Der Braumeister akzeptiert nur allerbeste Zutaten

Neben dem nahe liegenden Wikinger-Image – nur wenige Kilometer von der Braustätte liegt mit Haithabu der größte Wikinger-Handelsplatz der Geschichte – setzt das Sortiment vor allem auf ein hochwertiges Produkt. So erlauben die Bioland-Verarbeitungsrichtlinien ohnehin nur Naturdolden der hochwertigen Aromahopfensorten, der billigere Bitterhopfen ist tabu.

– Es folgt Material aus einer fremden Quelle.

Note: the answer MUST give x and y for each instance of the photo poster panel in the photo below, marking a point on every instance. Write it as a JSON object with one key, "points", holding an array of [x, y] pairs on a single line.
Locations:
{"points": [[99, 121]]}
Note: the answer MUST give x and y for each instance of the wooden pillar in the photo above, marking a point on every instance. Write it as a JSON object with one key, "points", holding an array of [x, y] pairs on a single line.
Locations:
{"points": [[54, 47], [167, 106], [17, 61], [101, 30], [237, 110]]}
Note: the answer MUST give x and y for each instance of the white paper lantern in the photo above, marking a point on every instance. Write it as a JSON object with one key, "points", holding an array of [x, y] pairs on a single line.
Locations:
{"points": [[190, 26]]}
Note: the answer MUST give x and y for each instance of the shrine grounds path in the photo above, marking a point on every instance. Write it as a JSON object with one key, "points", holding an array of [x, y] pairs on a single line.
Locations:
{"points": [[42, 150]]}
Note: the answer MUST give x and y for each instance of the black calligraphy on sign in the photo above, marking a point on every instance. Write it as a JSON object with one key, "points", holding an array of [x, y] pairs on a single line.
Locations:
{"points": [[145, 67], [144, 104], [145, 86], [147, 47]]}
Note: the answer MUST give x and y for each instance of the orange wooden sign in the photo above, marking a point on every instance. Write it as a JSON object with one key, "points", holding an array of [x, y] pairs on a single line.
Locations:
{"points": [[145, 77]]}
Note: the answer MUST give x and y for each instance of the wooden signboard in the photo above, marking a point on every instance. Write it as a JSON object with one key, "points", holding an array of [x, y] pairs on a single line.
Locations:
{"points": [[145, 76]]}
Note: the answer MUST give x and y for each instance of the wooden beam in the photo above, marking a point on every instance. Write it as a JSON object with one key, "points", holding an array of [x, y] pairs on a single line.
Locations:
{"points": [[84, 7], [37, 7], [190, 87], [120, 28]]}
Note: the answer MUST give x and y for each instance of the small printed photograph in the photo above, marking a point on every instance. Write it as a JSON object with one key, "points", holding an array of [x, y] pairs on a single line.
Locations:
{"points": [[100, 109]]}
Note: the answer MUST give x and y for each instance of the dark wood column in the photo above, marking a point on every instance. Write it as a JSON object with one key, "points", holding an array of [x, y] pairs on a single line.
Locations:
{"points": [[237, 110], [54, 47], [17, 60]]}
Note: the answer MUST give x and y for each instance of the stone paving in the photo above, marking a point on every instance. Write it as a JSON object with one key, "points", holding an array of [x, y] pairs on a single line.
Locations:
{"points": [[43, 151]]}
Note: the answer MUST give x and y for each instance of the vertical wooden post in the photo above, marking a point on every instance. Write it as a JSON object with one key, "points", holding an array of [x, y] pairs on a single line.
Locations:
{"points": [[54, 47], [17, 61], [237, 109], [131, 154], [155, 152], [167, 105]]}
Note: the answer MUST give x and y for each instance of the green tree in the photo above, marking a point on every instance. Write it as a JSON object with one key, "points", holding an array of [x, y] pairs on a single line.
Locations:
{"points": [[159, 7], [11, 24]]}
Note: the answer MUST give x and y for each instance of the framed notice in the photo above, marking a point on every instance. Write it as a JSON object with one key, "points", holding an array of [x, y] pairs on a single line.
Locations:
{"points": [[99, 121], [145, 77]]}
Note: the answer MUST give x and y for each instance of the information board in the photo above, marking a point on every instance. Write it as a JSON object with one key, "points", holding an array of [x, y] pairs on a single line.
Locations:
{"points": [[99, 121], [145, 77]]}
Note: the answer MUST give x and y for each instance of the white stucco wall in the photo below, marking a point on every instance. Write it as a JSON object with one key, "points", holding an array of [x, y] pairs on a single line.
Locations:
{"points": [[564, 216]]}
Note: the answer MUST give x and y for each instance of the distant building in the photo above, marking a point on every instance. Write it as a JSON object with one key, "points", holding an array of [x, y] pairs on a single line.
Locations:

Carius und sein Team setzen noch eins drauf. Sie verwenden ausschließlich ganzen Doldenhopfen, den sie direkt vom Erzeuger beziehen. Aus Hopfenpulver gepresste Pellets nennt der Braumeister verächtlich „Kaninchenfutter", in seinem Bier haben sie nichts zu suchen. Das gleiche gilt für den Zusatz von Kohlendioxid bei der Abfüllung. Gersten- und Weizenmalz liefern die nordbayerischen Mälzereien Weyermann und Rhön-Malz. Beide erzeugen ökologische Malze nach den Richtlinien der Anbauverbände Bioland (Weyermann) beziehungsweise Naturland (Rhön-Malz).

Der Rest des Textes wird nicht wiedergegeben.